The required input file format is quite straightforward. A tab-delimited text file is required with no header (no column names). The text file should contain at least three columns: the first column contains gene symbols (or names), the second column indicates the type of evidence layer (see more about evidence layers), and the third column contains a significance statistic (e.g, p-value or effect size), which is a non-negative numeric value. For example, the file should look like this:

##      V1   V2    V3
## 1 FKUZZ GWAS 0.587
## 2 HZEAY GWAS 0.402
## 3 HMMJI GWAS 0.903
## 4 ROTUC GWAS 0.317
## 5 BHXYZ GWAS 0.678
## 6 ECXSC GWAS 0.964

However, for the Convergent Evidence scores (CE) method, the first two columns described above are sufficient. CE method does not incorporate significance statistic while ranking genes.


Convergent Evidence (CE) method


Convergent Evidence (CE) method aggregates ranks of genes based on a weighted vote counting method.
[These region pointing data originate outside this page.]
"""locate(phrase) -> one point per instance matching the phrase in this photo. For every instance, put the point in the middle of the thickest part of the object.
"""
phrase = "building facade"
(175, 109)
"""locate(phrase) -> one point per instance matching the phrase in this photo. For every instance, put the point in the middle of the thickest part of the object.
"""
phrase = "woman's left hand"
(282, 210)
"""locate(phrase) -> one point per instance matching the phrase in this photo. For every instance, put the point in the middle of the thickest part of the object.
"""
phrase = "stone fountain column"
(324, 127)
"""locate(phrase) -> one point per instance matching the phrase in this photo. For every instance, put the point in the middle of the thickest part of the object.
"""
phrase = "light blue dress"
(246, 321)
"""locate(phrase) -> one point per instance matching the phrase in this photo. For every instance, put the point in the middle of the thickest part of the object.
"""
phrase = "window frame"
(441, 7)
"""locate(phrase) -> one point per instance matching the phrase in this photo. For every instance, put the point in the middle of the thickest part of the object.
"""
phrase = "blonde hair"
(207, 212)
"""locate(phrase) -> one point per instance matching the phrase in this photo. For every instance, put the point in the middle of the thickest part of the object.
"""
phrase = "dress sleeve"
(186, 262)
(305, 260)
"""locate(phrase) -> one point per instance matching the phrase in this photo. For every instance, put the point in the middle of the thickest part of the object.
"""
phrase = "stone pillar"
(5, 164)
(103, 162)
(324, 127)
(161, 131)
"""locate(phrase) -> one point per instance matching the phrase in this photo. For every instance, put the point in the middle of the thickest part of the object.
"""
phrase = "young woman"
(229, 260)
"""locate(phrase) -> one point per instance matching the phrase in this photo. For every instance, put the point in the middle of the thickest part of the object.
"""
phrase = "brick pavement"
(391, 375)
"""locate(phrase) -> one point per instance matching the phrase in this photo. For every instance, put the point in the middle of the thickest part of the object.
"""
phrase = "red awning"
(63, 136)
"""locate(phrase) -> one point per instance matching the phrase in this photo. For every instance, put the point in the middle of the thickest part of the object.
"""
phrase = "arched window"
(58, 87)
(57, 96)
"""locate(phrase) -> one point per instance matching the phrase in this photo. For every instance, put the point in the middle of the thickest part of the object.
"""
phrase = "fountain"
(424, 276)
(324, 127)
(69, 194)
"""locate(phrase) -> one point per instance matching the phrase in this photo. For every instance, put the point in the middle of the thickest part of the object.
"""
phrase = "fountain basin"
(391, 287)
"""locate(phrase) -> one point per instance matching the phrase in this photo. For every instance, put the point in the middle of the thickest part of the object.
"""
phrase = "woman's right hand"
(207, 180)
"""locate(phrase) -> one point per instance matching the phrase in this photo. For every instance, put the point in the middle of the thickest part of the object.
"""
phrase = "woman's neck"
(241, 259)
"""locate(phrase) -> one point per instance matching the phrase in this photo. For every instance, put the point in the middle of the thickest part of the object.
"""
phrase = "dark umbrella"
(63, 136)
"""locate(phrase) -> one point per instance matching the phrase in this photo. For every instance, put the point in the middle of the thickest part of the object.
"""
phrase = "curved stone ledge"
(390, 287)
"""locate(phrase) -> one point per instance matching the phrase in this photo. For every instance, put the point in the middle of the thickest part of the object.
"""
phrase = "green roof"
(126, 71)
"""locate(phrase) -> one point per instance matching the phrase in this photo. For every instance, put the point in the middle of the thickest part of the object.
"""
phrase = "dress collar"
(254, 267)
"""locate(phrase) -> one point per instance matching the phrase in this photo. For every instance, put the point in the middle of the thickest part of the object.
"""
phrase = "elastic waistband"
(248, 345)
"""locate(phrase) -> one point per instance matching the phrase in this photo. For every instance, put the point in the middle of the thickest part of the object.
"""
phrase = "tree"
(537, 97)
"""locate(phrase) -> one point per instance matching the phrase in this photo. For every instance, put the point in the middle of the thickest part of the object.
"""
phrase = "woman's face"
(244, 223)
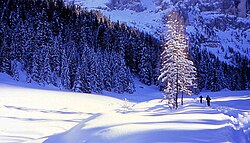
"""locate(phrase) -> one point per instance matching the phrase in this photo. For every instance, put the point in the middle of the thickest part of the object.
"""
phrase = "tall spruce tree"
(177, 71)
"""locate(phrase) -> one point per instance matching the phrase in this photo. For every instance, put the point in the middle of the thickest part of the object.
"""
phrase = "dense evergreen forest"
(83, 51)
(73, 48)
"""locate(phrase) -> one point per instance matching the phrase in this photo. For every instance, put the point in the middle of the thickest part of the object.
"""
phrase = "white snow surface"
(47, 115)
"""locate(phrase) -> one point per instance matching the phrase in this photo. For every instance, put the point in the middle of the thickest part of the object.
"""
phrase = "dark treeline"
(84, 51)
(73, 48)
(215, 75)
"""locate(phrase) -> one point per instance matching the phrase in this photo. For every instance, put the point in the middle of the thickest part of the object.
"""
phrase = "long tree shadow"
(41, 110)
(73, 135)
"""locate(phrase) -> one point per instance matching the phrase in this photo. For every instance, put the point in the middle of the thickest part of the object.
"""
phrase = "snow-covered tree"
(177, 71)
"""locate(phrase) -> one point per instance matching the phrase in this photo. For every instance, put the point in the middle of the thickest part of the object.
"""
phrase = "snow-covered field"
(32, 115)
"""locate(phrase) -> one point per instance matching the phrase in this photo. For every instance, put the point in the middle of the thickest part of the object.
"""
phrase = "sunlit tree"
(177, 71)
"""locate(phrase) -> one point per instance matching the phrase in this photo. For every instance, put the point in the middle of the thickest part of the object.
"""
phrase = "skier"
(201, 99)
(208, 100)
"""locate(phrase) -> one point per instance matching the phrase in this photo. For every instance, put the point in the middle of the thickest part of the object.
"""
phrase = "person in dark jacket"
(200, 99)
(208, 100)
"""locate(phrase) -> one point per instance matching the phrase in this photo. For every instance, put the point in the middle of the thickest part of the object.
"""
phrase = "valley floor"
(32, 115)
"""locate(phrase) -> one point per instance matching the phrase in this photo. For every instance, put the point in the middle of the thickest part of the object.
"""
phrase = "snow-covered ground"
(32, 115)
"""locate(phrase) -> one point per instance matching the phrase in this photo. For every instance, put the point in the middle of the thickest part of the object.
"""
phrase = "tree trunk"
(177, 88)
(182, 98)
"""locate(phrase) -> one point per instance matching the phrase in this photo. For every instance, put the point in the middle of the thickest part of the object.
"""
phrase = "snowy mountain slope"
(34, 116)
(225, 34)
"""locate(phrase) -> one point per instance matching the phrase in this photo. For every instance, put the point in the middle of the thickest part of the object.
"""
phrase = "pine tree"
(177, 70)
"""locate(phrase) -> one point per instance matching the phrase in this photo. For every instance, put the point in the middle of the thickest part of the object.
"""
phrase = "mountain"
(218, 33)
(224, 25)
(82, 50)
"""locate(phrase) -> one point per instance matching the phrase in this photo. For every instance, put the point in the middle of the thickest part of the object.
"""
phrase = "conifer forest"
(82, 50)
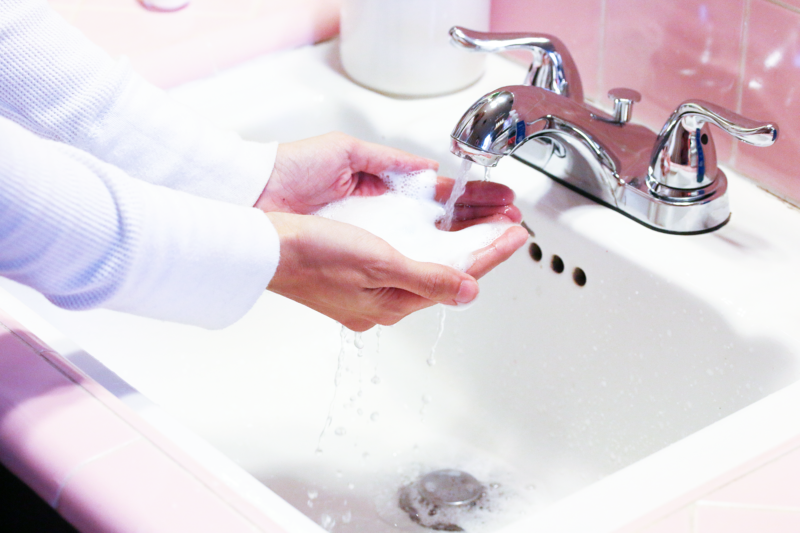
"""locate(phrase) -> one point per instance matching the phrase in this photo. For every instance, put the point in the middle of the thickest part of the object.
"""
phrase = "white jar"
(402, 47)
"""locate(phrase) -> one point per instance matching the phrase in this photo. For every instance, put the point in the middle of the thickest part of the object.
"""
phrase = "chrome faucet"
(667, 181)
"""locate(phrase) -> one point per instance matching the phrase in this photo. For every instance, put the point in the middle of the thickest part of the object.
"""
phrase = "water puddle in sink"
(352, 485)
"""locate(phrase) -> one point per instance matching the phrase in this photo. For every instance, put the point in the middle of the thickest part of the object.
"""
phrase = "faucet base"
(635, 201)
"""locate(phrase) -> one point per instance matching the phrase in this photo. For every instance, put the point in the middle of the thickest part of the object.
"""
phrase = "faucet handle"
(684, 156)
(623, 103)
(552, 68)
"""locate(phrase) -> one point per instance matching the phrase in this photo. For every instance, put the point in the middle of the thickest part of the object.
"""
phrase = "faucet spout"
(502, 121)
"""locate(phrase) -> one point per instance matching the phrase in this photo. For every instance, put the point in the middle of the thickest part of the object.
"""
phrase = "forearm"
(56, 83)
(86, 235)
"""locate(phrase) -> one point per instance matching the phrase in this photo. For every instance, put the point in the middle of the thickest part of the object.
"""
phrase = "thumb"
(438, 283)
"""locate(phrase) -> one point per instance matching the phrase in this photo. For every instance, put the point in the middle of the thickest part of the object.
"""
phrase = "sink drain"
(440, 499)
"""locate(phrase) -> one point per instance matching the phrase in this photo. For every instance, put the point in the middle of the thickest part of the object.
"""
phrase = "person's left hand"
(312, 173)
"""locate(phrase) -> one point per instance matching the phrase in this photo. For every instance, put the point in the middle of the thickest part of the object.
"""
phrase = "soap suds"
(406, 217)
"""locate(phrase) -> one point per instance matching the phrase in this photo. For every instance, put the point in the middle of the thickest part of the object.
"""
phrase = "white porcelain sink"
(590, 405)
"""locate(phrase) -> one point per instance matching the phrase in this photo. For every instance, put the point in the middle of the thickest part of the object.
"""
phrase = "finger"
(368, 185)
(465, 216)
(376, 159)
(476, 192)
(497, 252)
(435, 282)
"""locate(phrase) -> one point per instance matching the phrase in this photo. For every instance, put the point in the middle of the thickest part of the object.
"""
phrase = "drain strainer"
(440, 499)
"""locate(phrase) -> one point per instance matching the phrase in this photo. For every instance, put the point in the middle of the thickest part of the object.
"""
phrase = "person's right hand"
(358, 279)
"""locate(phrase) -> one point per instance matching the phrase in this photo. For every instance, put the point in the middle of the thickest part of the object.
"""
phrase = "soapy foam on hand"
(405, 217)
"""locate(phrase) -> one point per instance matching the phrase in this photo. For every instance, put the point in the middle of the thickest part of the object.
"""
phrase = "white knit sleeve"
(58, 84)
(86, 235)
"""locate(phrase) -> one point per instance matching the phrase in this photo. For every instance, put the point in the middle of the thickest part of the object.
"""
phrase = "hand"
(359, 280)
(349, 274)
(312, 173)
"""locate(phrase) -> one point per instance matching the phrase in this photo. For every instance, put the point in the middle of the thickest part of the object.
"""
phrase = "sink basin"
(604, 370)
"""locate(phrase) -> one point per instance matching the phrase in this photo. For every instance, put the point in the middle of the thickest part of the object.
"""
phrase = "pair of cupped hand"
(348, 273)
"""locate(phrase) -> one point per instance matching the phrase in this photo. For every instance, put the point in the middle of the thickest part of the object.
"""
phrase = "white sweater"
(113, 196)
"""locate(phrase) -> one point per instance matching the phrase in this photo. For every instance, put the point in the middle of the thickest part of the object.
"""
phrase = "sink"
(604, 370)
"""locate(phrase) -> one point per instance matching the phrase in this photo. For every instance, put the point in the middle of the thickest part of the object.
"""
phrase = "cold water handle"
(684, 157)
(552, 68)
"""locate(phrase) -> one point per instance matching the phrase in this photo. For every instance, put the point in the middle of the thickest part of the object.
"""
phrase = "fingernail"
(467, 291)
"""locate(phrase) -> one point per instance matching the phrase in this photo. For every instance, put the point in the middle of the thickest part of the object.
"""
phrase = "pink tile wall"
(741, 54)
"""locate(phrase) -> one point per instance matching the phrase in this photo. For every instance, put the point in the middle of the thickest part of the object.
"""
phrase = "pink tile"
(674, 51)
(48, 424)
(577, 23)
(773, 484)
(138, 488)
(677, 522)
(770, 92)
(134, 30)
(722, 519)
A conceptually similar gene-level integration has been succesfully used to prioritize candidate genes in neuropsychiatric diseases (e.g., Ayalew M, 2012, Mol Psychiatry).
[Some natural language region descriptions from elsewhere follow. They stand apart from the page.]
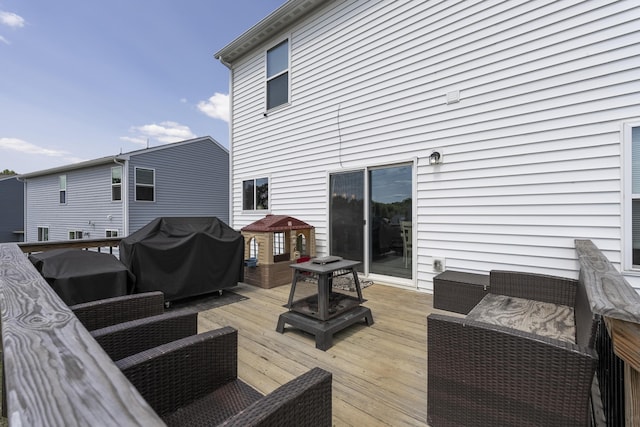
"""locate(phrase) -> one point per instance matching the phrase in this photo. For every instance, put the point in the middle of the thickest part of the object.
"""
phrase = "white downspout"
(124, 196)
(228, 65)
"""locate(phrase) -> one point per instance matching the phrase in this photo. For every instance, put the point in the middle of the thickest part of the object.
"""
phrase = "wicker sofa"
(191, 379)
(482, 371)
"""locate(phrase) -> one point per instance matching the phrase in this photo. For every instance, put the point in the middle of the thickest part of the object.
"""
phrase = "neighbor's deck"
(379, 372)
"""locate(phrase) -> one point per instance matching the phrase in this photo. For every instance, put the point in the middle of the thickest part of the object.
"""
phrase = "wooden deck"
(379, 372)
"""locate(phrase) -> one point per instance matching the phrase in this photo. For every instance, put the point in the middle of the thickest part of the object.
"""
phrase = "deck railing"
(55, 373)
(618, 303)
(98, 244)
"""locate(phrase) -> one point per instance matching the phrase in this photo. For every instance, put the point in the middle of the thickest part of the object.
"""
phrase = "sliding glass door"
(346, 215)
(388, 224)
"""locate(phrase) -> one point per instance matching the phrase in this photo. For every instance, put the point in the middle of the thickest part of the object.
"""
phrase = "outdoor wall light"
(435, 157)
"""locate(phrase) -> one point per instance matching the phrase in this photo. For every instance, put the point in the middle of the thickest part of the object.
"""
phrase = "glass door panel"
(391, 231)
(346, 215)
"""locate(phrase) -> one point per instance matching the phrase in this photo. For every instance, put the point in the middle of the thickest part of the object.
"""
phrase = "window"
(116, 183)
(632, 154)
(145, 185)
(278, 75)
(43, 234)
(278, 243)
(75, 235)
(255, 194)
(62, 180)
(253, 248)
(301, 244)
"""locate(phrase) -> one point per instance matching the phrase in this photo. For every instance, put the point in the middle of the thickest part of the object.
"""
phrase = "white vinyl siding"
(532, 151)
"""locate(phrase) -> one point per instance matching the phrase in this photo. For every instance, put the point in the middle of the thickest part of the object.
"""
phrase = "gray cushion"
(536, 317)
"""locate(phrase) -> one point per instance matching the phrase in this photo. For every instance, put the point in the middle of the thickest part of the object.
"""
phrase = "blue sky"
(82, 79)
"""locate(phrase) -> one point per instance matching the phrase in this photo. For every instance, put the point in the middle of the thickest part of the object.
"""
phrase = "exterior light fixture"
(435, 157)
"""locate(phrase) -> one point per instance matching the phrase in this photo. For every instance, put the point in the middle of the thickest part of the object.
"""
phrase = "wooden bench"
(56, 374)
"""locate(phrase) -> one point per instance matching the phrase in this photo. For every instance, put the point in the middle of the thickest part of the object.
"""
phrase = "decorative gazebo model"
(271, 245)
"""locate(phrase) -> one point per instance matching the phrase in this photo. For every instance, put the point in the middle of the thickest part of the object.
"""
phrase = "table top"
(325, 268)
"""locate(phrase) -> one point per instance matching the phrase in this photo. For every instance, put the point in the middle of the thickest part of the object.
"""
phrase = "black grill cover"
(184, 256)
(79, 276)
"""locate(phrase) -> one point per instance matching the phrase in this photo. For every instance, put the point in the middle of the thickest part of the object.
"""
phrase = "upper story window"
(75, 235)
(278, 75)
(43, 234)
(62, 181)
(255, 194)
(632, 181)
(253, 248)
(145, 185)
(116, 183)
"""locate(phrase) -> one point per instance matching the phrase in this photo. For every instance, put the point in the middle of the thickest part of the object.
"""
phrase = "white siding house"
(531, 104)
(116, 195)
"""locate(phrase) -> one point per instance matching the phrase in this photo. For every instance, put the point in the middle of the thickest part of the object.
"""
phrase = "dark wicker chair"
(130, 324)
(193, 382)
(111, 311)
(481, 374)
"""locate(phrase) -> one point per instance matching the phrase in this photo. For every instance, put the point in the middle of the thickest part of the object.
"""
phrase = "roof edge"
(283, 17)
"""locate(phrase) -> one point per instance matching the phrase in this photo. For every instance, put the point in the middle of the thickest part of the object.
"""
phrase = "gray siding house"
(12, 212)
(116, 195)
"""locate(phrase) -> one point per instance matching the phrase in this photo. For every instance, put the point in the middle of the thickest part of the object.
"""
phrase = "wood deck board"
(379, 372)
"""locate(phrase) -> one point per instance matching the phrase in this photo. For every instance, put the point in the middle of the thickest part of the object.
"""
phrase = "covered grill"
(184, 256)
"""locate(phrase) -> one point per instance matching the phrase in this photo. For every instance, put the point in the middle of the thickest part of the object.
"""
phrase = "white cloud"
(11, 19)
(15, 144)
(216, 107)
(164, 132)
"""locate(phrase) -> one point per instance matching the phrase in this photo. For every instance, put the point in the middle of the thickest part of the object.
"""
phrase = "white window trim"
(254, 179)
(60, 189)
(120, 184)
(135, 184)
(266, 79)
(38, 227)
(112, 230)
(627, 197)
(75, 233)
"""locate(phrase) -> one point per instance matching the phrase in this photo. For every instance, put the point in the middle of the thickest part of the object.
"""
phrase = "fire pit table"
(326, 312)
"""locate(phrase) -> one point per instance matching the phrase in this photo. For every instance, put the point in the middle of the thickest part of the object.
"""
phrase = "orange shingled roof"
(277, 223)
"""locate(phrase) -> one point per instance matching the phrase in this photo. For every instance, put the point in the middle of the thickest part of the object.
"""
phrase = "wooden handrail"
(618, 303)
(55, 373)
(63, 244)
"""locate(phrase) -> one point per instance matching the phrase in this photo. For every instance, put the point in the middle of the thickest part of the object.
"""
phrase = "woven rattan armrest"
(128, 338)
(110, 311)
(480, 374)
(539, 287)
(303, 401)
(175, 374)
Here, to rank genes, we compute convergent evidence scores. The convergent evidence score of gene \(G\) is given by \[CE(G)=CE(G_{L_1})/n(L_1)+....CE(G_{L_n})/n(L_n)\] Here \(CE(G_{L_i})\) refers to the self-importance of evidence layer-i, while \(n(L_i)\) refers to the number of genes within evidence layer-i. However, in several instances determining the importance of an evidence layer by the number of genes within that evidence layer may not be biologically meaningful. To accommodate this issue, we propose two other ways to compute convergent evidence scores. One of them is to ignore the numer of genes within each layer, thus \[CE(G)=CE(G_{L_1})+....CE(G_{L_n})\] In this case, the convergent evidence score would be equivalent to the primitive vote counting. Another alternative method enables the researchers to determine the importnace of each layer based on their own intuition. This involves assigning custom weights to each evidence layer based on their expert knowledge in the field. For example, when a researcher knows that a specific technology-based findings could yield less reproducible findings, such evidence layer could be given a relatively less weight compared to the other evidence layers. Another objective way of assigning custom weights to each evidence layer could be based on the sample sizes of each evidence layer. In this case convergent evidence score \[CE(G)=CE(G_{L_1})*w(L_1)+....CE(G_{L_n})*w(L_n)\] where \(w(L_i)\) refers to the custom weight assigned to evidence layer-i.